McBott nodded, finishing his sentence. “Or risk a water landing while we still have a wing.”
“There’s no such thing as a water landing, son,” the captain said. “Only crashing into the ocean. The odds are better than crashing with one wing, but not by much.”
Chapter 65
Quinn stood with his hand on the back of an empty seat at mid cabin, panting, terrified that he couldn’t locate Mattie. Carly replaced the interphone at the bulkhead and gave Quinn a breathless nod. “She’s safe on the upper deck on the other side of the plane, buckled in with the air marshal across from the rear starboard exit. Natalie thought it best to get her out of the tail section.”
“Thank you,” Quinn groaned. He’d gone to find Mattie as soon as they were at a low enough altitude to breathe without oxygen. Frantic when he’d not been able to find her, he circled back up the other aisle, making it all the way back to where he’d started.

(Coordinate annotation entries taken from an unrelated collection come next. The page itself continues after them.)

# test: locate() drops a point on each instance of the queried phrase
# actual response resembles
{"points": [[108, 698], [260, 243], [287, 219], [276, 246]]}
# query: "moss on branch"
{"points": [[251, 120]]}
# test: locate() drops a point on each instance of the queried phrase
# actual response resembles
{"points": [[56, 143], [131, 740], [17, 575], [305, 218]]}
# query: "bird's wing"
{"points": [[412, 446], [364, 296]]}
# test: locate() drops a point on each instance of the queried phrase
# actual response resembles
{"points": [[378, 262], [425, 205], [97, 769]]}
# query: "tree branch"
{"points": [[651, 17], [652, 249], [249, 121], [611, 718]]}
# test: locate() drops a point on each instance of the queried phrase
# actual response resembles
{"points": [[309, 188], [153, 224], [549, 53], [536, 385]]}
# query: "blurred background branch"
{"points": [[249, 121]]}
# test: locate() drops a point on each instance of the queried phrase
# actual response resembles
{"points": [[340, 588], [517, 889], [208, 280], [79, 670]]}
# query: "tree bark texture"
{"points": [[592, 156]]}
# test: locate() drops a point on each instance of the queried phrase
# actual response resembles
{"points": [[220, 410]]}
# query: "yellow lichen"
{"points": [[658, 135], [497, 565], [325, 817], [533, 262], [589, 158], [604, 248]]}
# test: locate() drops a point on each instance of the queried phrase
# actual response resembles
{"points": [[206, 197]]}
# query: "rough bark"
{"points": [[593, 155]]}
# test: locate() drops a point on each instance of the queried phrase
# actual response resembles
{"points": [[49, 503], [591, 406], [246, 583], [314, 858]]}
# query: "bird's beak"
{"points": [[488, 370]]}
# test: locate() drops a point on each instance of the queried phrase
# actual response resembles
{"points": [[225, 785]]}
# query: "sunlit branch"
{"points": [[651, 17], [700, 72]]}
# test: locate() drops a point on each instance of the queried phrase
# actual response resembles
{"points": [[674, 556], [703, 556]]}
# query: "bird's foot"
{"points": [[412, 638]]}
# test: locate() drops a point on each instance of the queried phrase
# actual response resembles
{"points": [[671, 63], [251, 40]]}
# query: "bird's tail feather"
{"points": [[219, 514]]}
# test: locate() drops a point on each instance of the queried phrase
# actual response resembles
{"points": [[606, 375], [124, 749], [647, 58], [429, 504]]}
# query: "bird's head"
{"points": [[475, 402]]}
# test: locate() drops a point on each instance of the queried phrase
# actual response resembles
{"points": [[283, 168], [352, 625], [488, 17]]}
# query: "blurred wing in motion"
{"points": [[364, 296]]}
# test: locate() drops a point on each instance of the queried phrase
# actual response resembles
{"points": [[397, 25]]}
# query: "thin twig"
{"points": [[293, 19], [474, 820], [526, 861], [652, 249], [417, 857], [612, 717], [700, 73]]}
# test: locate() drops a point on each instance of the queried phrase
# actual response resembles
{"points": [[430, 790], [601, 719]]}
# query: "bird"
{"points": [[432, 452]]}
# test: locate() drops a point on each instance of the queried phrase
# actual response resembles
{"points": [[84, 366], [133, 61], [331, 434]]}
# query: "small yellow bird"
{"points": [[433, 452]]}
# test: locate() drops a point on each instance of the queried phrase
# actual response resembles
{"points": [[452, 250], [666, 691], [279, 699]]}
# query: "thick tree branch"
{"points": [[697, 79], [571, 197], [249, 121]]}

Nearer the water now, they were experiencing severe updrafts that tossed the plane around like a rag doll. Carly convinced Quinn to buckle up beside her for a moment in the aft-facing seat along the mid-cabin bulkhead, reminding him that he would be of no help to Mattie if he was injured trying to get back to her.
“Ladies and gentlemen, this is your captain.” Szymanski’s voice came across the loudspeaker, incredibly calm under the circumstances. “We’re about sixty miles from St. Paul Island, but as you know, we’ve lost both of the engines on our left side. Everyone put on your life vests, but do not inflate them. I repeat, do not inflate them. If we do experience a water landing, an inflated vest will make it difficult to exit the aircraft…. Take a moment to look over your safety cards. Find your exits and review the brace position. If we have to exit the aircraft, remember the slides are also rafts. Your crew are all professionals. Follow their lead. Remember to assist your neighbor. I’ll do my best to get us down safely. And finally, if you are the praying sort, it wouldn’t hurt my feelings if you prayed us to St. Paul Island.”
Quinn ignored the bumps and sprang to his feet. He would get to Mattie if he had to crawl.
Carly seemed to understand. She nodded as she took the handset off the wall and interpreted the captain’s message in Russian. Another crew member did the same in Mandarin as Quinn hurried toward the stairs.